What would you do with a machine that makes gravity nearly two thousand times stronger than what you feel right now at your desk? In China, engineers have just brought that idea to life with CHIEF1900, the most powerful hypergravity centrifuge ever built.
By spinning heavy samples in a huge underground rotor, the machine lets scientists speed up slow physical processes that would normally take decades or even thousands of years. That way, they can watch a model dam crack, a rail bed shake, or pollution creep through soil in just days instead of lifetimes.
What this hypergravity machine actually is
CHIEF1900 is a hypergravity centrifuge, a giant spinning arm that can load multi-ton models or samples and whirl them at extreme speed. It is installed in the national Centrifugal Hypergravity and Interdisciplinary Experiment Facility, a lab built beneath the campus of Zhejiang University about fifteen meters below ground to keep vibrations under control.
Hypergravity simply means gravity stronger than the normal pull you feel at Earth’s surface, which scientists call 1 g. In CHIEF1900, the combination of load and spin can reach up to 1,900 g tons, a measure that multiplies the strength of gravity by the mass being tested.
The project is led by geotechnical engineer Chen Yunmin, a fellow of the Chinese Academy of Sciences. In university briefings, he describes hypergravity as a way to compress space and time in the lab by recreating huge natural systems at model scale. In his words, this kind of setup gives researchers an opportunity to discover completely new phenomena and even new theories.
How CHIEF1900 “compresses” time
At its core, the machine works a lot like a supercharged version of the spin cycle in a washing machine. When a model fixed to the spinning arm moves in a tight circle, it feels an outward pull that mimics very strong gravity. By dialing up that pull, scientists can make a one-meter model behave the way a hundred-meter structure would behave in the real world.
One early example uses a three-meter model of a three-hundred meter dam, spun at around 100 g to reproduce the stress that a real megastructure would feel in service. In the centrifuge, sensors can track tiny cracks, shifting joints, or zones where the model starts to sag long before a full-size version would ever be built.
For engineers, it is like watching a time lapse of a future failure play out safely inside concrete walls.
The same trick lets researchers follow very slow processes such as how pollutants migrate through layers of soil into groundwater. Under everyday gravity, that journey might take hundreds or even tens of thousands of years, far longer than any lab project or environmental permit.
In a hypergravity field, the same plume can cross the model in a few days, giving regulators and cleanup teams hard data instead of guesses.
From giant dams to high-speed rail
Designing and checking huge dams is an obvious use, given how much damage a failure can cause downstream.
The CHIEF team also lists steep slopes, tunnels, and earthquake resistant foundations among its main targets, since all of them involve complex interactions between soil, rock, and concrete. In practical terms, that means stress tests on models of mountain highways, metro lines, and coastal defenses that would be impossible to run full size.
Another focus is transportation infrastructure, especially high-speed rail tracks that must stay stable and quiet even after millions of train passages.
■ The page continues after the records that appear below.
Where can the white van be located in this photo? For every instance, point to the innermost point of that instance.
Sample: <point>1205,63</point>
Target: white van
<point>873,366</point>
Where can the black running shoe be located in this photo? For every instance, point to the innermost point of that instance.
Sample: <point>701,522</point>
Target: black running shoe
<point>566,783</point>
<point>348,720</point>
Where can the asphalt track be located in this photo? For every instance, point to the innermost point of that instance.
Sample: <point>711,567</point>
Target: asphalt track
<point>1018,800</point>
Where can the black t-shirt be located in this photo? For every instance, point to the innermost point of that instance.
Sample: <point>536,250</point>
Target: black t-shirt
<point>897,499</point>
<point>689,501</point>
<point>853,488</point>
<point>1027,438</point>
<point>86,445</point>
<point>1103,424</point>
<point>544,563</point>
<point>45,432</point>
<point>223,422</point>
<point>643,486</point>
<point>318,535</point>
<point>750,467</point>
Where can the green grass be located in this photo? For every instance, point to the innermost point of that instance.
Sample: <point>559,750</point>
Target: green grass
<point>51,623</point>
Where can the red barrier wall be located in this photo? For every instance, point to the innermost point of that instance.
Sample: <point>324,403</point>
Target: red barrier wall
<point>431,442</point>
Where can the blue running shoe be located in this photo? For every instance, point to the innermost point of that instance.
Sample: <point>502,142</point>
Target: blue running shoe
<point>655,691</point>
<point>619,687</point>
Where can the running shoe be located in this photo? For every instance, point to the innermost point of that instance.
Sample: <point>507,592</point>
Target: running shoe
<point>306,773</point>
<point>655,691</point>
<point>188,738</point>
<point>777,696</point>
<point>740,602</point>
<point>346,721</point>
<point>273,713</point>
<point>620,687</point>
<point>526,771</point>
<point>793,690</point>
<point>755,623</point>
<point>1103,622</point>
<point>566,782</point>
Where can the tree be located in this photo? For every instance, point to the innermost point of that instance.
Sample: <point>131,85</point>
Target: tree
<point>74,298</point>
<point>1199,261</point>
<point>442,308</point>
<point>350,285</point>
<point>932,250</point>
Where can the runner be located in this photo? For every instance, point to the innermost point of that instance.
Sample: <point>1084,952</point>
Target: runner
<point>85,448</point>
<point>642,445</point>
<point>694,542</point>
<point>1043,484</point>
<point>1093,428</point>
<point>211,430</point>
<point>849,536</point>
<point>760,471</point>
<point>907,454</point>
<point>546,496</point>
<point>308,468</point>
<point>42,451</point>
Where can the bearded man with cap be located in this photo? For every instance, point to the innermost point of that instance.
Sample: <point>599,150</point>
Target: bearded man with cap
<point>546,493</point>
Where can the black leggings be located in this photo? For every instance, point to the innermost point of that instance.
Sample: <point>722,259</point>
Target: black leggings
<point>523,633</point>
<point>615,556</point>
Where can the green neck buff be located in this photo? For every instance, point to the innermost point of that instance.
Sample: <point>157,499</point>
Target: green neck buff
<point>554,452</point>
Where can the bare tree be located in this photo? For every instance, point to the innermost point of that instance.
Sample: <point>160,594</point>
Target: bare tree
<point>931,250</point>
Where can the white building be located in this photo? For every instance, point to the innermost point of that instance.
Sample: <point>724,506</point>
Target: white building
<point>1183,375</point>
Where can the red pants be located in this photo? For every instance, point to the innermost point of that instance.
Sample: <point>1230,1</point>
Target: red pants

By spinning realistic sections of track and ground at hypergravity levels, engineers can see how vibration builds up, how ballast settles, and where maintenance crews might face trouble years down the road. Anyone who has tried to sleep on a noisy overnight train knows why small improvements here can make life better.
The facility is also designed for deep-sea and deep-earth studies, including work on natural gas hydrates and underground waste storage. Under hypergravity, the separation of fluids and solids speeds up, which helps scientists understand how buried contaminants spread and how new materials behave under intense pressure.
It may not fix a leaky landfill on its own, but better models from this machine could help keep future drinking water and farmland safer.
A new benchmark in the hypergravity race
For years, the reference point in this field was a large centrifuge operated by the US Army Corps of Engineers in Vicksburg. That machine can reach roughly 1,200 g tons, and for a long time it set the global bar for heavy-duty centrifuge research. Now CHIEF1900 and its slightly smaller sibling CHIEF1300 move that bar sharply higher.
Public plans describe three main centrifuges and multiple experimental cabins in the Chinese facility, each tuned to different types of tests from seismic geotechnics to materials science.
The hypergravity lab in Hangzhou is meant to operate as a shared platform where domestic and international teams can book time much like researchers do at big telescopes or particle accelerators. According to coverage in the South China Morning Post and other outlets, local authorities see its completion as a milestone in hypergravity research.
For the most part, no one knows yet exactly how much this new power will cut real-world risk or cost. That will depend on how openly data are shared, which projects get priority, and whether regulators trust centrifuge results enough to change codes. What is clear already is that the race to build stronger and more flexible hypergravity machines has moved up a gear, and that scientists now have a remarkable new tool to probe how our planet behaves over very long timescales.